Many Americans are now placing their confidence in President-elect Trump to undo the follies of the Obama era, but it is to Congress that we must look for real reform. A president often proposes legislation and uses his “bully pulpit” to encourage its passage, but it is Congress that holds the constitutional keys for genuine reform. It is Congress that passes legislation, Congress that authorizes all spending, and Congress that not only determines who gets to serve on the Supreme Court, but whether the court may even exercise its jurisdiction.

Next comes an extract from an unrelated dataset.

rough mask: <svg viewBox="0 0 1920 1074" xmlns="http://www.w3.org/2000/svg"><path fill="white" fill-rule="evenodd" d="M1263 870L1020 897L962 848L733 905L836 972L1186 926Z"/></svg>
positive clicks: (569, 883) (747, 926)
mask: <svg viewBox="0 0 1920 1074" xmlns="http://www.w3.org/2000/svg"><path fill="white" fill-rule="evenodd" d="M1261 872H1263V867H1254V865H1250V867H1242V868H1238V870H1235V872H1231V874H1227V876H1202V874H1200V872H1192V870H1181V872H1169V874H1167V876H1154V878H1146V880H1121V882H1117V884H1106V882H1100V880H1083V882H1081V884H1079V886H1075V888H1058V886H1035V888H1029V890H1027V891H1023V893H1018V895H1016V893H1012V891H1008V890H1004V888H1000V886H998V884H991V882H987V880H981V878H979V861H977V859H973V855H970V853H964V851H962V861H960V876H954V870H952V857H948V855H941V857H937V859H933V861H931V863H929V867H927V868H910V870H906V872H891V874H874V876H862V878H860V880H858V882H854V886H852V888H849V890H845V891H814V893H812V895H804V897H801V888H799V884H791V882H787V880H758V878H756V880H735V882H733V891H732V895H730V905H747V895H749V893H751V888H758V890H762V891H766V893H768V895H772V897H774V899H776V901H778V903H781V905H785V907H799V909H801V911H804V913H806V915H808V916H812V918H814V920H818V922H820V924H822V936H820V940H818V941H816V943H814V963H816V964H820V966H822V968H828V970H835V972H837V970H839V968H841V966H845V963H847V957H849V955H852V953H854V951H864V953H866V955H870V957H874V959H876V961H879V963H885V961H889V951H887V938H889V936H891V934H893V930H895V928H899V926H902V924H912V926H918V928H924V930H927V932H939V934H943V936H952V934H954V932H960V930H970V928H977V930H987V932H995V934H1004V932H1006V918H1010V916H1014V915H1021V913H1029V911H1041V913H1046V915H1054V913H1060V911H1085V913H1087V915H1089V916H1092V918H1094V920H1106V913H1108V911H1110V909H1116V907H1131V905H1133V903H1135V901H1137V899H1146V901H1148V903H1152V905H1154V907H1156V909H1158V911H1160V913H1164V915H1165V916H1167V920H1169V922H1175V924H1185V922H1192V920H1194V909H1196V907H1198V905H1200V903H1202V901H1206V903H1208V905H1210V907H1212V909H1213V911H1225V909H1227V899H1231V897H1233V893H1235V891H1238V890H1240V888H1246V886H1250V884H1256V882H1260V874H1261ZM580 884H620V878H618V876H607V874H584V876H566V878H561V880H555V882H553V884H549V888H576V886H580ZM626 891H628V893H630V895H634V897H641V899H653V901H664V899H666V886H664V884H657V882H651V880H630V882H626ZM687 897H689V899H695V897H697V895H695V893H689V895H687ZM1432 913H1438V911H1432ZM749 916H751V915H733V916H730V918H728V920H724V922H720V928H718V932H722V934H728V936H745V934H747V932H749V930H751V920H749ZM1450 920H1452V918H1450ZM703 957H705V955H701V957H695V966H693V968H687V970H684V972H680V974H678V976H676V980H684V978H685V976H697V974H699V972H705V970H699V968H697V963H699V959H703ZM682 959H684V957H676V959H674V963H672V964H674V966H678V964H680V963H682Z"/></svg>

We are encouraged that President-elect Trump has promised to put American interests before all others, words we have not heard from a president or president-elect for a very long time. Recently, he promised that “my agenda will be based on a simple core principle: putting America First.” But rhetoric aside, Republicans in Congress have yet to demonstrate the spine to stand up to the leftist establishment with any consistency, which is the reason that, no matter how many GOP-majority congresses voters elect, taxes never seem to be cut, illegal immigration never seems to be stemmed, and, in general, American — and particularly ordinary American — interests never seem to become a priority. Will the GOP, under the fiery new leadership of Trump, finally start putting the Constitution and American interests first?

The foregoing constitutes a very modest set of proposals to start a long and perhaps arduous reform process, a process necessary to salvage our great Republic from ruin. But we regard them as very realistic congressional resolutions to ensure a genuinely happy New Year.